M- What do you mean you found it in your phone? How did it get there?
S- *another hesitation* My friend had it, maybe he put it there.
M- Listen, I don't know who you are and you need to stop calling me.
S- Why?
M- *baffled* Because! (I know, I'm very clever when taken off guard)
S- But I need to know you.
M- Don't call me again. Bye.
I hung up the phone and stored him in my address book as 'Don't answer - Elijah.'
I wanted answers I knew I would probably never get.
Who was this Elijah? Did I actually know him and just yelled at an acquaintance?
Had some taxi driver given him my number? Had a friend given him my number?
Had he found or stolen a phone that had my number in it and was looking for a way to scam it's address book inhabitants? If so, how excited he must have been to hear my voice; a non-Kenyan accent.
If he really wanted to talk and be taken seriously, why wouldn't he buy credit and call me instead of making me pay for the phone call?
Even if he was in trouble... This situation raises LOADS of security issues if I were to believe him.
But the thing that pissed me off more than that was that this day was crap and I should have seen it coming.
Yesterday I had a bit of a breakthrough. I had been coming through a slightly spiritually challenging week. You know, same old baggage: I'm physically tired, old wounds like to sting every once in a while, I question my usefulness here, can God really use me? etc. etc.
(Side note... Kenyans don't say et cetera, they actually say the letters E T C - bizarre)
So I found myself, again, toying with the idea of believing I lack worth and God reminds me of so many great truths! I am blessed beyond what I deserve, my salvation is solid and paid for, He is listening and knows my heart, He loves me in spite of my imperfections (or should I just call it what it is - my SIN) He has chosen and called and given me a purpose and He continues to pursue me when I stupidly forget that He is standing right there.
So I found joy in being reminded of these truths and found strength enough to surrender some other baggage. And that evening I had an amazing talk with my friend via Skype and we prayed together and talked about our struggles and even decided to memorize some scripture together which correlated with the state of our hearts of late. And I went to bed excited, with Romans 12:9-21 in my head, anticipating a great day.
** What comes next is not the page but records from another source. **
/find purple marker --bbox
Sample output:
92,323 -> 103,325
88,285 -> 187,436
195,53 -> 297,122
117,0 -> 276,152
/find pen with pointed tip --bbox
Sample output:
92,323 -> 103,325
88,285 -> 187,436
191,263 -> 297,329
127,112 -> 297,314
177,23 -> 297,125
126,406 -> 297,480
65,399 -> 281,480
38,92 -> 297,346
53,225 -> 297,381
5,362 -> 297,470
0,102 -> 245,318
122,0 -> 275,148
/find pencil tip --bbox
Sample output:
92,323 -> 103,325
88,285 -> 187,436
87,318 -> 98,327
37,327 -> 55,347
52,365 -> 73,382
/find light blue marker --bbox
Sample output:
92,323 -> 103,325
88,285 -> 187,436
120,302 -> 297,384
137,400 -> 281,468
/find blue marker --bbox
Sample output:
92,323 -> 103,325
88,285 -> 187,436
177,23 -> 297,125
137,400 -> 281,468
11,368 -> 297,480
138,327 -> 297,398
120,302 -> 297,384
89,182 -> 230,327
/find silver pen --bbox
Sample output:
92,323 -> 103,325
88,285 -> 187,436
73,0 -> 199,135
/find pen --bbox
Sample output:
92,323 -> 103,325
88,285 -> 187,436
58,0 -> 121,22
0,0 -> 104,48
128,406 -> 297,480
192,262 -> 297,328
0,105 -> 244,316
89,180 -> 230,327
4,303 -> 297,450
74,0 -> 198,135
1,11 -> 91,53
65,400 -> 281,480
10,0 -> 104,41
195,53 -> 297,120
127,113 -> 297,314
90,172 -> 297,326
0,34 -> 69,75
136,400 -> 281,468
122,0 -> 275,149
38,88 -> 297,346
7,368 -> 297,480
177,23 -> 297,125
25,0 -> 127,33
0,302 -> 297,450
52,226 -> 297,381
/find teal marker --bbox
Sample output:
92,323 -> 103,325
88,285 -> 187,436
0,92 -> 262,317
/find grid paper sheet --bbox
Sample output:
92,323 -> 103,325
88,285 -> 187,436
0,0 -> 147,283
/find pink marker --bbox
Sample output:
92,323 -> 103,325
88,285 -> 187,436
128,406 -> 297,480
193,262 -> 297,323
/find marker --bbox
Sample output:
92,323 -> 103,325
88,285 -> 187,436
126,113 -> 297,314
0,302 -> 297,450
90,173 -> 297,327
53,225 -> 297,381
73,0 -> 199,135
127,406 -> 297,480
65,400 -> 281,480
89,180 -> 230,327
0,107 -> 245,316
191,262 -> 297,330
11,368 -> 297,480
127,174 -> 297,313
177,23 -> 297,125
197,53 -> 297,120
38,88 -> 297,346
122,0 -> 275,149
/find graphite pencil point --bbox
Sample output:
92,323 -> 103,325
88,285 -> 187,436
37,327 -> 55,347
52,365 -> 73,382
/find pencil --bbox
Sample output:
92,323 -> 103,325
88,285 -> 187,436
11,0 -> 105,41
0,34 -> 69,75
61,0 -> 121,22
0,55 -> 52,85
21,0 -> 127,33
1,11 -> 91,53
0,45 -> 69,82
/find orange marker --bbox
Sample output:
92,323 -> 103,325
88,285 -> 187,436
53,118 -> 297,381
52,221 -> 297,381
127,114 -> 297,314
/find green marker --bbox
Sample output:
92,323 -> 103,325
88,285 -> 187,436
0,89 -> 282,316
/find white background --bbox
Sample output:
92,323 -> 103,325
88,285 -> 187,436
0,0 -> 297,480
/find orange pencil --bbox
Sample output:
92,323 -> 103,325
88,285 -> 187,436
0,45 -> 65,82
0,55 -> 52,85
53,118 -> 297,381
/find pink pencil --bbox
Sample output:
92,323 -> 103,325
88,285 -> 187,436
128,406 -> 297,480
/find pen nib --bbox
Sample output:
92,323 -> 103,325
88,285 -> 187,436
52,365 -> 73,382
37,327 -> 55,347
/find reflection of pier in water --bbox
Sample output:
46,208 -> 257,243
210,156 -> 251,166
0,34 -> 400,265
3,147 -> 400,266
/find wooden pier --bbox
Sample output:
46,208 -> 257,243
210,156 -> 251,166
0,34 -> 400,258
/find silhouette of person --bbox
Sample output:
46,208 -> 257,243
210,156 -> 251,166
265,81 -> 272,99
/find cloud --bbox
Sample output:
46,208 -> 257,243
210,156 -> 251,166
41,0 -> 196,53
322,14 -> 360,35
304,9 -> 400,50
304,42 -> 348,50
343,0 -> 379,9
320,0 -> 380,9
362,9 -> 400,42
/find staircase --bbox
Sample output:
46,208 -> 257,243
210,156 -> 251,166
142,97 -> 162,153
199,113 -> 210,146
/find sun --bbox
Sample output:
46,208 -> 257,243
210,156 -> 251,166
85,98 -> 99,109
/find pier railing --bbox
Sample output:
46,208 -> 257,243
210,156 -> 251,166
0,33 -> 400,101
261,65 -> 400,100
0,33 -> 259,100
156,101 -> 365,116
But the phone rang at 6:30am,
I found a message from someone who I've been trying hard to forget,
My boots broke and the rain came down hard on my unprepared wardrobe,
A friend picked a fight with me for no reason other than he thought it was funny
and then my new phone stalker called once more.
I failed.
I failed miserably. I don't think anyone could see Jesus in me today. My spiritual high came crashing to the ground when I let my guard down for one moment and lacked love in a lot of things. If you have a relationship with Christ you will agree with what I'm about to say because you have inevitably experienced it.
When you take one step closer to God, Satan will try to crush you.
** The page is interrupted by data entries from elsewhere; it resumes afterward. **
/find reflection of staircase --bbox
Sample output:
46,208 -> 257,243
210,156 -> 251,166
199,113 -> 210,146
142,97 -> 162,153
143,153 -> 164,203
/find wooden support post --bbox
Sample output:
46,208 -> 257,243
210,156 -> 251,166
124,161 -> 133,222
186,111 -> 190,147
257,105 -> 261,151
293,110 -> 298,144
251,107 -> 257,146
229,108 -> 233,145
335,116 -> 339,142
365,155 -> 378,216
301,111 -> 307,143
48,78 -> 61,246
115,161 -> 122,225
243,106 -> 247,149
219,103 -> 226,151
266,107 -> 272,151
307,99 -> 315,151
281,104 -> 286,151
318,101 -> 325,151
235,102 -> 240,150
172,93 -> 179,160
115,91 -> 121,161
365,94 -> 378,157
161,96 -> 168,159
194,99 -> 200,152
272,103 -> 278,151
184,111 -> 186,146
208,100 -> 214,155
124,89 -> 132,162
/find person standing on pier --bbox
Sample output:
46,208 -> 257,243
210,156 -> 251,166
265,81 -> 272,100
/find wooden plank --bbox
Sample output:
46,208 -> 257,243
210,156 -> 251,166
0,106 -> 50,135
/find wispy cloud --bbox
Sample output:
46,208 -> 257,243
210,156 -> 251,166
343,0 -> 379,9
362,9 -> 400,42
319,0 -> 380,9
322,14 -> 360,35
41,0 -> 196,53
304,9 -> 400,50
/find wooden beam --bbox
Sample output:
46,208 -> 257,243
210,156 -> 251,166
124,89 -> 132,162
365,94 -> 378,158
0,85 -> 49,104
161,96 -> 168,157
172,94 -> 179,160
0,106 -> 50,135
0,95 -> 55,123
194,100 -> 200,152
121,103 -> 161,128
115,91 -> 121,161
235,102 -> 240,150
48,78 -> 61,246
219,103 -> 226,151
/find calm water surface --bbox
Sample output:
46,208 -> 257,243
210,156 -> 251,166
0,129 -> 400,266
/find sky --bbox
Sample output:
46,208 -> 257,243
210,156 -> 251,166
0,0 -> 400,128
My buttons were pushed, my heart was aching, my blood boiled a little and more buttons were pushed. I believe that's what happened to me today: Satan was trying to distract me. And God was probably there like, 'woah, wait a second, what about yesterday?'
But I still know the truth. I may have failed, but I'm not a failure. God's still working on me. And the next time you find yourself distracted from the truth, I hope you will see the distractions for what they are and be victorious.
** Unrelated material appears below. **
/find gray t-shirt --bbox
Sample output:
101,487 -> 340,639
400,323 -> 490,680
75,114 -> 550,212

Even in the midst of these crappy days, we can see His faithfulness. Romans 12 has stung this week as I am challenged that if those are marks of a true Christian, there is still much work that needs to be done in me! I pray your day today was better...not because of what happens but because He overwhelms your heart with praise and thanksgiving towards Him. Remember, He has already met your greatest need and has rescued from the dominion of darkness and brought you into the marvelous light. He is good! Love you girl!